Bill Robinson, Thailand
Bill Robinson, Ban Kluat, Thailand
All moral qualities are unknown to science. As for stewardship - yes, but greed and short-termism could easily bring our 'stewardship' to an abrupt end. Everlasting economic & population growth are impossible on a finite earth.
Dave, Wrexham,
Man v nature? No contest Matthew may live long enough to see the winner-and it wont be man! .
ged, manchester,
Nature is indifferent to mankind; whether we exist as a species is of no consequence, it has its rules which, if broken, there is no punishment , simply consequences.
When this planet is terminated, as it will be, the universe will continue on its way with complete indifference.
Dr Andris Lielmanis, Brampton, Canada
Somehow I feel sure the cockroaches, sewer rats, and zebra clams are delighted we think we're "in charge: the top species."
J. Maron , Willow Spring NC,
"The earth is our garden, our Eden."
And there, Parris shoots himself in both feet! The necessary withdrawal of most human influence in protected areas is because of that resourcist attitude that doesn't allow similar rights to all other species. That is our stewardship - withdraw our domination!
Mark Fisher, Baildon,
We have become detached from 'nature,' instead we live in the virtual realities created for us by the mass media.
Everything is alive and that includes the earth. We have poisened the water, land and air so the earth is about to treat us like we would if we were covered in parasites.
John , Halifax, Canada
It amuses me that people argue for indigenous Amazonian tribes to be left untouched to live as they always have done but these same hypocrites extend no such principle to the indigenous people of our own country where multiculturalism brooks no argument. These tribes must be forced to live in 21stC.
Steve, Sutton,
"it invests data with moral qualities unknown to science"
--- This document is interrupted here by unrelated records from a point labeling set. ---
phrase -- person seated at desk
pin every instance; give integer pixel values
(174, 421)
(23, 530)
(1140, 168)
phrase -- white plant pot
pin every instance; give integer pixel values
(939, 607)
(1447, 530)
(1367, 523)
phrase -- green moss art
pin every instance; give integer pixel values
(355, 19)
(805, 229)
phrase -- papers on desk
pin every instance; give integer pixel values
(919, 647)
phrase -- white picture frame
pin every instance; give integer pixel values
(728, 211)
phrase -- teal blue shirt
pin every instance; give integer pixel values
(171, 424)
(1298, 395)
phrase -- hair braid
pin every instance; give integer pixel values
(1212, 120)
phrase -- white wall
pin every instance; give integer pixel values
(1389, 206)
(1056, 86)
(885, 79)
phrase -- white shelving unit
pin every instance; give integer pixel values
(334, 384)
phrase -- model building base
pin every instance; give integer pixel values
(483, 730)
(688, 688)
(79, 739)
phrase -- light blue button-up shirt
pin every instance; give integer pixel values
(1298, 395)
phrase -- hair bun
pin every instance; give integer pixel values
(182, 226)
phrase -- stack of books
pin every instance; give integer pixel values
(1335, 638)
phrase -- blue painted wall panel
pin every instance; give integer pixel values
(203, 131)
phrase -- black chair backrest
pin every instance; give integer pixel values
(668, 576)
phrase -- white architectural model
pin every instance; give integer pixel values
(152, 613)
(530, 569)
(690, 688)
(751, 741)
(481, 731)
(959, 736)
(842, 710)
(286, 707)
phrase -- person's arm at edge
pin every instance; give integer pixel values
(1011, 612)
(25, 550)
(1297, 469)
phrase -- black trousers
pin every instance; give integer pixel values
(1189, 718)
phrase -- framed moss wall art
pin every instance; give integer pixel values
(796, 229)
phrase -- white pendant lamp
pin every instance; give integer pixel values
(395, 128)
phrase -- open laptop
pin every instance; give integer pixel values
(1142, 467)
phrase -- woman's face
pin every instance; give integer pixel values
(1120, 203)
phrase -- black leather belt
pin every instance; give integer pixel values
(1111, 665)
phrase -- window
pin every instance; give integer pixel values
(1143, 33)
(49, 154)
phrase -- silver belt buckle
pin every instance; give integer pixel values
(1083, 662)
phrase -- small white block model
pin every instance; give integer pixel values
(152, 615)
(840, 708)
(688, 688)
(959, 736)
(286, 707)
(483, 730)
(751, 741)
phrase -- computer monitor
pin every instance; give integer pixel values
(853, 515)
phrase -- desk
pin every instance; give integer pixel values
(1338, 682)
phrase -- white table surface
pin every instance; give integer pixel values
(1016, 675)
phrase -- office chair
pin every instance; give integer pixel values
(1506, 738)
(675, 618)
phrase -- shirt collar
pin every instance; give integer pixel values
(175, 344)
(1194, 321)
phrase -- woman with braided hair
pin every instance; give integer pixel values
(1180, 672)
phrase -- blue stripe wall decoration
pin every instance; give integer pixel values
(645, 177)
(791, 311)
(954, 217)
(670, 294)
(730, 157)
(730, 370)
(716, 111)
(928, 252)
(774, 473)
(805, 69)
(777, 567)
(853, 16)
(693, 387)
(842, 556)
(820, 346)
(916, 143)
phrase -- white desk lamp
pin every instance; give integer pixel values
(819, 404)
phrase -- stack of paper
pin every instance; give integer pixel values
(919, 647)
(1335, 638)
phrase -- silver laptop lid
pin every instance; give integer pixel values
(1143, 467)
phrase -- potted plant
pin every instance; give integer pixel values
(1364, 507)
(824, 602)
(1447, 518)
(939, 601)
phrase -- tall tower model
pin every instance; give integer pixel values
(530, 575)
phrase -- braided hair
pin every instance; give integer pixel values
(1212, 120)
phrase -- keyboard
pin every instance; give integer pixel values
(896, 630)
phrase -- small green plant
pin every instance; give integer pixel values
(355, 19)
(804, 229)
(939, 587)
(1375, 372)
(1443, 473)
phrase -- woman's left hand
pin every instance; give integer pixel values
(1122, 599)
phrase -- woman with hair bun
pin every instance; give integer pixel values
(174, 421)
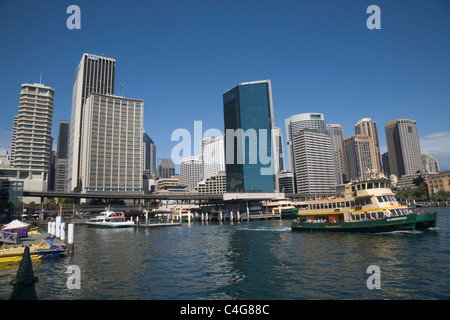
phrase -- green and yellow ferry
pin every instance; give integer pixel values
(364, 206)
(282, 206)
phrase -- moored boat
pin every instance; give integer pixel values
(281, 206)
(364, 206)
(110, 219)
(43, 250)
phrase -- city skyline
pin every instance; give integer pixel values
(322, 59)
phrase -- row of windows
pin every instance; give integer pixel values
(386, 199)
(378, 215)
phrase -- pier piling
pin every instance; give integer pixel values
(70, 238)
(63, 232)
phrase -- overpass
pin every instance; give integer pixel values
(186, 196)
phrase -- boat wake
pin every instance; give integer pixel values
(273, 229)
(403, 232)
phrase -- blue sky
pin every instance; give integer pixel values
(181, 56)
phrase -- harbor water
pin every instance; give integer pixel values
(261, 260)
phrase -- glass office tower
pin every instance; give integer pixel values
(250, 158)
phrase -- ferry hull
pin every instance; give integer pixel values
(426, 220)
(407, 222)
(289, 214)
(44, 250)
(110, 226)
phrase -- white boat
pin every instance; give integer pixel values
(110, 219)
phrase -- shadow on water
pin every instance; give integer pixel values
(256, 260)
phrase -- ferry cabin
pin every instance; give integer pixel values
(361, 201)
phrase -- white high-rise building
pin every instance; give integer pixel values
(314, 174)
(310, 155)
(95, 74)
(298, 122)
(429, 163)
(112, 144)
(368, 127)
(191, 172)
(336, 134)
(61, 156)
(32, 141)
(213, 156)
(403, 147)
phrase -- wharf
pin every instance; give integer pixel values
(33, 239)
(158, 224)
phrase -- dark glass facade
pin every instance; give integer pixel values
(248, 107)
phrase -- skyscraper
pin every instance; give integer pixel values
(359, 154)
(213, 156)
(250, 157)
(368, 127)
(166, 168)
(298, 122)
(112, 144)
(149, 160)
(429, 163)
(61, 156)
(32, 141)
(310, 155)
(313, 164)
(403, 147)
(336, 134)
(95, 74)
(191, 172)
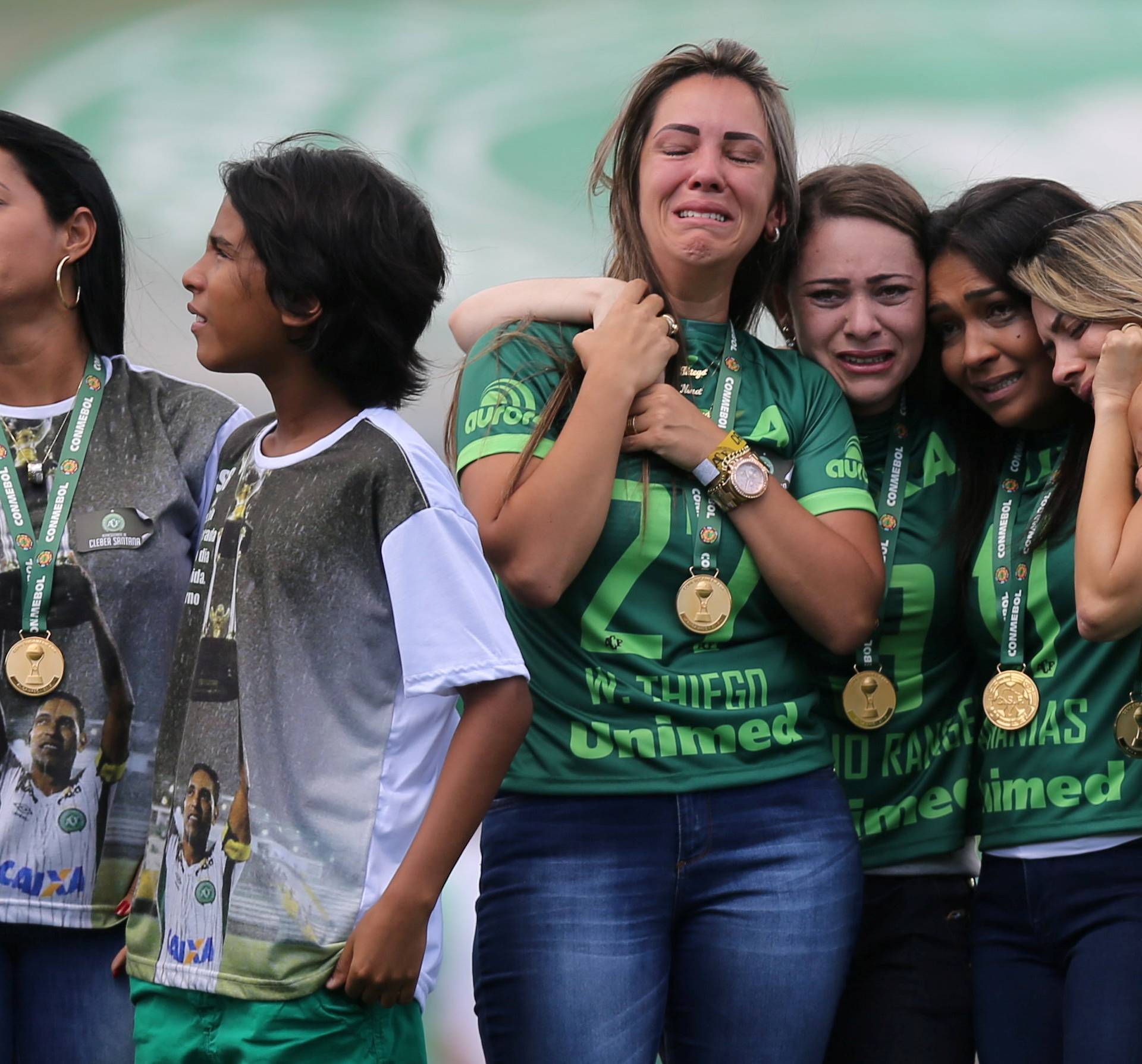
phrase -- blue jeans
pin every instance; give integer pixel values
(58, 1000)
(717, 924)
(1056, 959)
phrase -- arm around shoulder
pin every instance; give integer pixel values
(576, 300)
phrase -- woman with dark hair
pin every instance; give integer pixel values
(1059, 903)
(671, 848)
(106, 469)
(903, 714)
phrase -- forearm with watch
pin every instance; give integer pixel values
(812, 564)
(732, 473)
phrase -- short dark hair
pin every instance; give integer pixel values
(67, 177)
(202, 766)
(996, 224)
(994, 227)
(332, 224)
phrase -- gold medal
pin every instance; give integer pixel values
(704, 603)
(870, 699)
(1128, 729)
(1011, 700)
(34, 666)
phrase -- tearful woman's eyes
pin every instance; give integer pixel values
(893, 291)
(945, 330)
(827, 295)
(999, 312)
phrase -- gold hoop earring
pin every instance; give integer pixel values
(59, 284)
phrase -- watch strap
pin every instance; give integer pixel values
(706, 473)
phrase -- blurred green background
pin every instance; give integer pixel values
(494, 109)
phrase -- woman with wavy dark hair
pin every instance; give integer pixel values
(672, 509)
(105, 470)
(1059, 902)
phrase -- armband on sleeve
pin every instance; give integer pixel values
(234, 850)
(108, 772)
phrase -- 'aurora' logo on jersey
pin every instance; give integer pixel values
(506, 401)
(48, 883)
(72, 821)
(851, 466)
(190, 951)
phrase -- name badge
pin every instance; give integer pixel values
(112, 530)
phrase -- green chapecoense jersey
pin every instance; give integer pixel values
(909, 782)
(626, 699)
(1062, 777)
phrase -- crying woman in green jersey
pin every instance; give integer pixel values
(1059, 902)
(672, 507)
(901, 711)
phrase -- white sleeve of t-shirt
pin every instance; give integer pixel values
(447, 609)
(211, 473)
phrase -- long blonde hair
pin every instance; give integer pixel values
(1092, 269)
(614, 170)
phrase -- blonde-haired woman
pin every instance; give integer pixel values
(1086, 296)
(672, 859)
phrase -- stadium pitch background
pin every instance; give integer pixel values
(494, 110)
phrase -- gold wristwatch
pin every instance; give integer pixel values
(741, 474)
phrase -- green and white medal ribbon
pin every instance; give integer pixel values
(36, 665)
(1011, 699)
(704, 602)
(870, 698)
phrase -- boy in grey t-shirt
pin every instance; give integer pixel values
(338, 607)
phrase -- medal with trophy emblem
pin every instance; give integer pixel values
(1011, 699)
(34, 665)
(1128, 727)
(704, 602)
(870, 698)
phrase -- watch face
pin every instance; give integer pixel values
(749, 479)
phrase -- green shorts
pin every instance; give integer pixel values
(180, 1027)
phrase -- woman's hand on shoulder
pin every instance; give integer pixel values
(1119, 371)
(629, 345)
(667, 424)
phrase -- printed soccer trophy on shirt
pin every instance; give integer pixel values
(216, 670)
(26, 443)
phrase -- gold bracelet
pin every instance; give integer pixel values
(731, 447)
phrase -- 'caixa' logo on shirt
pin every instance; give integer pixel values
(46, 883)
(190, 951)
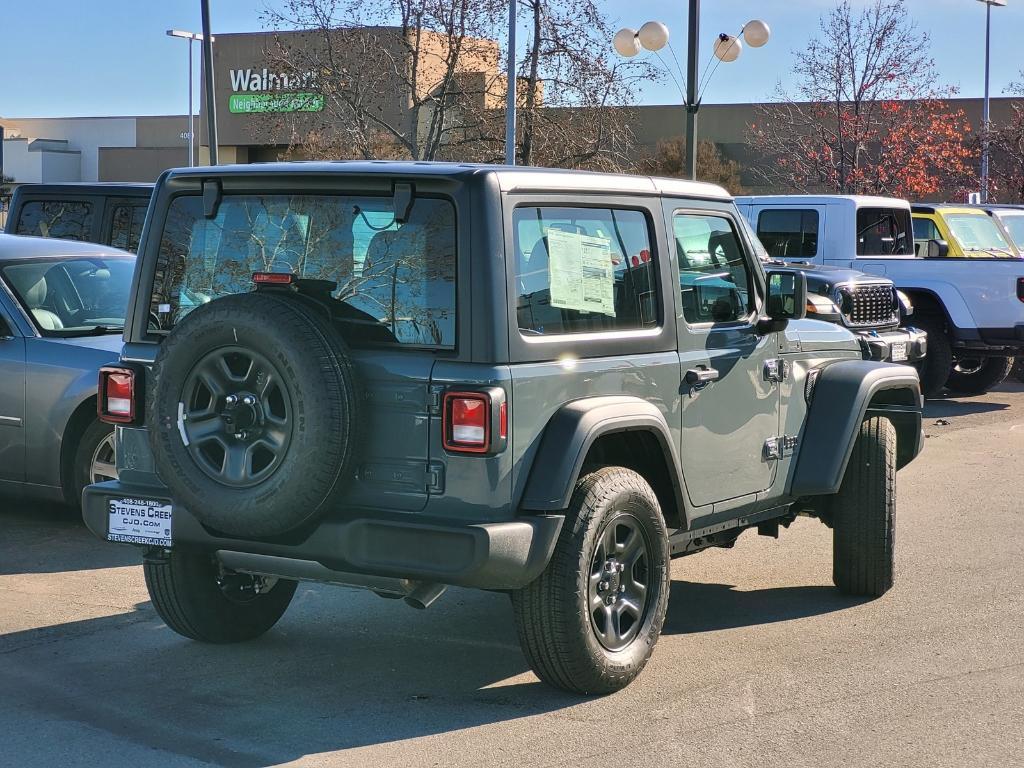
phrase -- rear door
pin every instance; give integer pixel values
(12, 394)
(730, 403)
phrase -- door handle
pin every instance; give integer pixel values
(697, 378)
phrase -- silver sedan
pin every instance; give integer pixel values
(61, 313)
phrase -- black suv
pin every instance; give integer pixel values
(402, 376)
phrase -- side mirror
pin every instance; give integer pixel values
(786, 300)
(938, 249)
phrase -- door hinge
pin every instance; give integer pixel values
(777, 370)
(777, 448)
(435, 478)
(435, 395)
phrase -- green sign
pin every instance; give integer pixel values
(242, 103)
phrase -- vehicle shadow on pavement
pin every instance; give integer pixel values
(705, 607)
(42, 538)
(343, 670)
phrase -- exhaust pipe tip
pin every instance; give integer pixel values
(423, 594)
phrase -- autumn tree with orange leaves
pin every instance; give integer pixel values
(867, 116)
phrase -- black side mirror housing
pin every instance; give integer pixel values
(938, 249)
(785, 300)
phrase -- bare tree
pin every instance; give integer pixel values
(867, 114)
(573, 112)
(394, 79)
(1007, 145)
(712, 164)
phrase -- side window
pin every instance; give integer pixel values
(788, 233)
(51, 218)
(884, 231)
(584, 270)
(126, 226)
(715, 278)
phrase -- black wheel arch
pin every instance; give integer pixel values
(846, 393)
(615, 429)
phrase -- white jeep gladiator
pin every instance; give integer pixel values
(972, 308)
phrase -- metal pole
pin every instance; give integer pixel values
(510, 107)
(211, 101)
(984, 109)
(691, 90)
(192, 118)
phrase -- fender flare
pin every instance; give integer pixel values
(570, 433)
(845, 392)
(946, 296)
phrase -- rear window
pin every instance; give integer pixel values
(393, 282)
(584, 270)
(55, 218)
(884, 231)
(788, 233)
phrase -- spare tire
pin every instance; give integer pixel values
(253, 415)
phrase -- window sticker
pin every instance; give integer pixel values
(582, 276)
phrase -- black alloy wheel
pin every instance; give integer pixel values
(619, 583)
(237, 416)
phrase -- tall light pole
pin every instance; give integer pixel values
(510, 104)
(653, 36)
(190, 37)
(984, 108)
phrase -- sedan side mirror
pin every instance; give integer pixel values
(938, 249)
(786, 300)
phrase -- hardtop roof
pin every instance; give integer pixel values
(510, 178)
(18, 247)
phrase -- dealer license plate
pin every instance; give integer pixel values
(139, 521)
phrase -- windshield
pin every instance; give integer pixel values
(393, 281)
(73, 296)
(1015, 225)
(977, 232)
It is not "moral" qualities, and your smug failure to understand this matter is exactly the problem when people like you and mad scientists are in charge, doing what they want with flagrant disregard of Nature - yes, 'Nature'.
Joe, Manchester,
what to me is stupid is the idea that man and nature can be thought of as separate....we are no different from any thing on earth.....every thing on earth is of nature ....it wouldnt have been heard of if it wasnt.....there is nothing in the universe that is not of nature..if its there its natural..
ed bradbury, bournemouth, england
The best book that develops this theme is Discordant Harmonies by Daniel B. Botkin.
Christopher Chantrill, Seattle, USA
Our young go to war to die or get severely damaged. Our old , sick and incapable stay home to breed. With this kind of genetic back peddling we won't be number 1 for much longer. And that's a fact. Just like a virus we will be gone when the host body has had enough.
Udo, Melbourne, Australia
We're in control of what, exactly? A quick breath from the Sun and we'd all be fried.
We can't even beat a mangy C Diff bacterium!